The RAAS is a key blood pressure, renal hemodynamics, and volume homeostasis regulator [4]. Thus, genes that encode RAAS components are candidates for evaluating predisposition to renal disease development and progression [5]. Among RAAS candidate genes, angiotensinogen (AGT), angiotensin II type I receptor (AGTR1), angiotensin-converting enzyme (ACE), and aldosterone synthase (CYP11B2) genes appear to be particularly relevant to renal disease [6].
Several studies recently identified RAAS gene mutations and polymorphisms that affected host susceptibility to several diseases, including hypertension [7], type 2 diabetes [8], myocardial infarction [9], chronic kidney disease [6, 10], and ESRD [11]. Some studies also indicated that RAAS gene single nucleotide polymorphisms (SNPs) could alter homeostasis to an abnormal state [12, 13]. RAAS gene polymorphism involvement in kidney disease pathogenesis has been extensively studied in various populations [10, 11, 14, 15]. However, the influence of interactions among RAAS genes on ESRD susceptibility remains unknown. Some RAAS genes may have strong effects as “susceptibility loci” for renal disease development and progression, whereas some may have modest effects as “modifier genes” for endophenotypic expression. Compared with a single candidate gene approach, analysis of multiple candidate gene expression variations and their interactions may be a more powerful approach for studying complex diseases.

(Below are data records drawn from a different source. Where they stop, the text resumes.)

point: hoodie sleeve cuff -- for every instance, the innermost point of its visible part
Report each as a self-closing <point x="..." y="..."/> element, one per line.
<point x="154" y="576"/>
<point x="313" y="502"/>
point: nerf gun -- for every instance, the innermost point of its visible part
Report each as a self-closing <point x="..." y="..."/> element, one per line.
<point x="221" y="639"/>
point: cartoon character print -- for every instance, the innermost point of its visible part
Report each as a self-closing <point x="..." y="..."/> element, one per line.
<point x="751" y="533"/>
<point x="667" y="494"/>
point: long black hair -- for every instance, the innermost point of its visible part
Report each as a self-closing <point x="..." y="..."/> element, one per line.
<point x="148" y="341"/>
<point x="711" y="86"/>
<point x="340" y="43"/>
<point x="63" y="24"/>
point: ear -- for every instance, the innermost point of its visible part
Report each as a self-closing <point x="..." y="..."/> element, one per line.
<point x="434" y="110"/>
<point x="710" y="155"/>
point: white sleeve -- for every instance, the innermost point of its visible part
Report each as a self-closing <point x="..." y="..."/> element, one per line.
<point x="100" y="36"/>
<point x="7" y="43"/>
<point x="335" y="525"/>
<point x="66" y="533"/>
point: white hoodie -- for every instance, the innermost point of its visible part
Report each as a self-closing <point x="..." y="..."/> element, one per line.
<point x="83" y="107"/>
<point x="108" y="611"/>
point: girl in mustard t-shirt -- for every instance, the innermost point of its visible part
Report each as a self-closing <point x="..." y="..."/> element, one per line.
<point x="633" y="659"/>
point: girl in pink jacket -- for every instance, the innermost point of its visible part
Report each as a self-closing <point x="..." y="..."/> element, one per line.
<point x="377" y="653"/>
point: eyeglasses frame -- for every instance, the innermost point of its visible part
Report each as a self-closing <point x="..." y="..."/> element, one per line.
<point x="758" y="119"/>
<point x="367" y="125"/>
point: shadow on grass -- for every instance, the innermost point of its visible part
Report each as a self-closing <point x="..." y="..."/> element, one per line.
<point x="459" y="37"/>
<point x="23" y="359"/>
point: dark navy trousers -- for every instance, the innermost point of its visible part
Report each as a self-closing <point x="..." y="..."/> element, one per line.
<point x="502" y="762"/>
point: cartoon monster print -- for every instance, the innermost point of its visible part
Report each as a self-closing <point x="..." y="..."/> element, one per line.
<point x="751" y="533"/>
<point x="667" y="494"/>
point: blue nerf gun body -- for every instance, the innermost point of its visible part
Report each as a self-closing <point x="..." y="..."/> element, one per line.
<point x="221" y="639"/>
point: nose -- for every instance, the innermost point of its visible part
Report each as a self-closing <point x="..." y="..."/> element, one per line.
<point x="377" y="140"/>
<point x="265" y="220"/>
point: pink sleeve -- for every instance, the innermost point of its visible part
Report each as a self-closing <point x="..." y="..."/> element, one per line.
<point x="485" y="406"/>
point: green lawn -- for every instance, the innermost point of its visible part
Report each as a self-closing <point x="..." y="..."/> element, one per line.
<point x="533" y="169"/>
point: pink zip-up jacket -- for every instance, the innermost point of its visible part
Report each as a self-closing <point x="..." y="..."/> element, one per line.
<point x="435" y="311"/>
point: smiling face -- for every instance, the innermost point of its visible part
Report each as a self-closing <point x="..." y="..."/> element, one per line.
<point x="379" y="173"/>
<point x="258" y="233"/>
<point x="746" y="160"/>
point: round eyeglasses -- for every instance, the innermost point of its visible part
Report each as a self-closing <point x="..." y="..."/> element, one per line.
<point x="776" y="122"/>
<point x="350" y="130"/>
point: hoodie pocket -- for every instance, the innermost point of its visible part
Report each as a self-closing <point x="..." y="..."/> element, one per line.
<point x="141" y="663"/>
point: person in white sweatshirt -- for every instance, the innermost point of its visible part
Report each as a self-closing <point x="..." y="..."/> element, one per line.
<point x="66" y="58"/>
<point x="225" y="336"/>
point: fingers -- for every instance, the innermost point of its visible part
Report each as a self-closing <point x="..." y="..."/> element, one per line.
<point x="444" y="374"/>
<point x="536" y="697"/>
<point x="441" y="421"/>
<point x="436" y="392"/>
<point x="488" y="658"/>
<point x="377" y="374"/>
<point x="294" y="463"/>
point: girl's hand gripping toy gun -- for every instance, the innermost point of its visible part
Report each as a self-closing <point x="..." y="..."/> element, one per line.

In this study, we genotyped seven different loci in four RAAS genes in ESRD patients and healthy controls and examined gene-gene interactions using multifactor dimensionality reduction (MDR) and a logistic regression model (LRM).
2. Methodology
2.1. Subject Recruitment
This case-control study included 647 ESRD patients (346 women; 301 men; mean age, 64.4 ± 14.7 years) receiving hemodialysis at Cardinal Tien Hospital and five other hemodialysis centers in Taipei, Taiwan. These patients were stable (without clinical complications) and had undergone hemodialysis for >6 months. Autoimmune disease, malignancy, and any acute or chronic infection were exclusion criteria. ESRD causes included diabetes mellitus (n = 256; 39.6%), chronic glomerulonephritis (n = 174; 26.9%), hypertensive nephropathy (n = 84; 13.0%), systemic nephropathy (n = 66; 10.2%), and unknown (n = 67; 10.3%).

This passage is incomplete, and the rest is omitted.